Henriëtte was not just any woman. She moved in high circles. She herself was a cousin of Henri Deterding, the big man behind stock market fund Royal Oil (Shell). Her first husband in 1924 was a scion of the distinguished Van Eeghen family. After he died in 1928, she remarried in February 1930 to H.F. van Leeuwen, director of the Twentsche Bank, at that moment one of the leading banks in the Netherlands (now: ABN AMRO).
That she joined the stock exchange as its first female member in 1923 was no doubt related to her background and connections. But it clearly also had to do with her person. She emerges from the limited surviving records as a decisive and ambitious individual. She apparently had a good name within the exchange community. Nowadays, we might have referred to her as a ‘power woman’.
After her father’s death, she continued his business from April 1923 under the name Erven Jacob Deterding (“Heirs of Jacob Deterding”). Common custom and legal restrictions stipulated that while she was allowed to manage the business, she was not allowed to enter the trading floor herself during trading hours. Out of necessity, she left that work to three male employees with power of attorney and/or clerks. Her stock exchange membership lasted until 1 July 1931, when she retired from the Amsterdam Exchange due to the arrival of her first child. In the process, the business of the firm Erven Jacob Deterding, as far as is known, was transferred to Rotterdamsche Bank (now also ABN AMRO).
It is worth noting that there was never an exchange rule that excluded membership of women. Because of the spirit and common customs of the time, the exchange was nevertheless a man’s world. And no doubt also because of the law that stipulated until 1957 that married women had no legal capacity to act. So Henriëtte Deterding was clearly the exception that confirmed the rule, but she too had to seek permission from her husbands to be an exchange member.

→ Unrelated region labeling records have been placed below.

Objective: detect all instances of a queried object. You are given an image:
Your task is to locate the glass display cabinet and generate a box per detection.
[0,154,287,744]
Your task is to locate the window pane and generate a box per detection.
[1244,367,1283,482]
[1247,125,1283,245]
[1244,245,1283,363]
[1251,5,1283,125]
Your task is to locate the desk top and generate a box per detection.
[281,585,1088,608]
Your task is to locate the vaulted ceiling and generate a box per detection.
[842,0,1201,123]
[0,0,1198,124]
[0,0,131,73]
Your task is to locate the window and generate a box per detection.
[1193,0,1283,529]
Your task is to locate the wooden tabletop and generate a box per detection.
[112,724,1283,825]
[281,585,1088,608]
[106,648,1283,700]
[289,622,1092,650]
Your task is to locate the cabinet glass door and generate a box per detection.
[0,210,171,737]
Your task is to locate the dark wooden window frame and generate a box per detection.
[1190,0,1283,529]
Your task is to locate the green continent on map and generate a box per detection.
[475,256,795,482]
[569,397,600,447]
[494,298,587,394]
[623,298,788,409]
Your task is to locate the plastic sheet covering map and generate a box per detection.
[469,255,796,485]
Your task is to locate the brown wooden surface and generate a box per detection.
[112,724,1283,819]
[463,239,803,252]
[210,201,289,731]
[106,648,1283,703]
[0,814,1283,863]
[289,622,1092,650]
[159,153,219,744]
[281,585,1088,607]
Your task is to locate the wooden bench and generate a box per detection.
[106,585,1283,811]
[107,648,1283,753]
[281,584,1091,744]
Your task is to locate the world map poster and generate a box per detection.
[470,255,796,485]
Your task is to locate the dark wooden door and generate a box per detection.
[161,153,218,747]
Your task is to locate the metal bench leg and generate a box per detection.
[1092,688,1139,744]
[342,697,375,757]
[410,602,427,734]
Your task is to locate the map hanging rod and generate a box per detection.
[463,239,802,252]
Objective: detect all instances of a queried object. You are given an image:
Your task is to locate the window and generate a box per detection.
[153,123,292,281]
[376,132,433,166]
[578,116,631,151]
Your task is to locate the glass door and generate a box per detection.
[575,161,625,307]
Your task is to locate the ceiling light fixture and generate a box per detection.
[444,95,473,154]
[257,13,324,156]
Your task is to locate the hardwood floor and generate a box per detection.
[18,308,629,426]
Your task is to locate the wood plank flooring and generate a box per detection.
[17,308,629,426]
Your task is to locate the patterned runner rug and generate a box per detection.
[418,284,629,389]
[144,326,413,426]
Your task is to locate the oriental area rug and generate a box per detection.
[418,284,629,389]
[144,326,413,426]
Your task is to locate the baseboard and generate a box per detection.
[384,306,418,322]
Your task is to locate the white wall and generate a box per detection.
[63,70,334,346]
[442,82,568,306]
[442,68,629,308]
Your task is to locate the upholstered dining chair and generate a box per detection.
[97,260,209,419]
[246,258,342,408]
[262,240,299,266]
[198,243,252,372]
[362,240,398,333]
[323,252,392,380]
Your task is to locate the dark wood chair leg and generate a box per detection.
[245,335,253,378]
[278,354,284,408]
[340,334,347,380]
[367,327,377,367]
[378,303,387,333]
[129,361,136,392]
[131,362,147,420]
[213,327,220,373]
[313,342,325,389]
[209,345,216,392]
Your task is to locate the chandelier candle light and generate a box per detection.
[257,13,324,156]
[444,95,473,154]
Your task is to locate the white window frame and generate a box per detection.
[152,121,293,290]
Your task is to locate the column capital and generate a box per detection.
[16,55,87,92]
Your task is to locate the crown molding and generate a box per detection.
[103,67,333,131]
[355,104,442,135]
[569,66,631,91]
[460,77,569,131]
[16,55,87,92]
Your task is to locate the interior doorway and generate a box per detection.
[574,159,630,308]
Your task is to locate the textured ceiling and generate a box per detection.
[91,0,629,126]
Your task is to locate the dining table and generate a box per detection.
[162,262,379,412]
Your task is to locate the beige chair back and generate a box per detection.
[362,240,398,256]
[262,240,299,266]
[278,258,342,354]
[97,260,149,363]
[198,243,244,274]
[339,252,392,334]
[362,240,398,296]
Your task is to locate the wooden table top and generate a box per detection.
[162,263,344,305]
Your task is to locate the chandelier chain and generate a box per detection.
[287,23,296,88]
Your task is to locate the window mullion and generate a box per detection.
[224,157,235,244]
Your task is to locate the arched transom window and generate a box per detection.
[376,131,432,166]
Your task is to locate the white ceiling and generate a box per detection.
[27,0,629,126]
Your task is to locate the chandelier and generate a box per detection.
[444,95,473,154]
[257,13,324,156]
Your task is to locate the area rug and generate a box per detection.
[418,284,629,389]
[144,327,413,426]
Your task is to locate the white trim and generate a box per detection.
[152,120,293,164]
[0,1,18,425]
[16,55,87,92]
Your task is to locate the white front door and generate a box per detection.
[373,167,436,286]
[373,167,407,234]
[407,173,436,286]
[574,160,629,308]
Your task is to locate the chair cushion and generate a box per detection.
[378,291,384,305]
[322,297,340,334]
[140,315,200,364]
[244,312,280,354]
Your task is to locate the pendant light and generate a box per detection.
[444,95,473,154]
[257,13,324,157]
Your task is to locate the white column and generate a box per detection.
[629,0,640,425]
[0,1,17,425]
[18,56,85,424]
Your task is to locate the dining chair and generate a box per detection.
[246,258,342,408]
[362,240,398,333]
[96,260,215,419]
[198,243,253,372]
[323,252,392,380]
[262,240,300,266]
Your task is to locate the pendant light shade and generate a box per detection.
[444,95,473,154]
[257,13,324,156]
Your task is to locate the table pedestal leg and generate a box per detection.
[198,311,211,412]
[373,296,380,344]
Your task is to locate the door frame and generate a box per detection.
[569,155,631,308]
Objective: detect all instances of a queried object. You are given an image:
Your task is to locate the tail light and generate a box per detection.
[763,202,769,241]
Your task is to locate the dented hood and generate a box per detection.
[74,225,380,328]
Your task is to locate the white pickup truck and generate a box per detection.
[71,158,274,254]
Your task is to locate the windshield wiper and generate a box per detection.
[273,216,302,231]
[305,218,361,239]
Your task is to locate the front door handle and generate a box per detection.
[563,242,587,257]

Significantly, after her departure, it took until 1973 for a second woman to join the exchange in Amsterdam. And although the number of women in the stock market sector has increased in 2023, women still seem to be at a disadvantage in terms of joining the stock market and investing. This was one reason for ABN AMRO to send along a magazine, appropriately named ‘Henriëtte’, with the summer issue of the popular women’s magazine Linda to promote investing among women.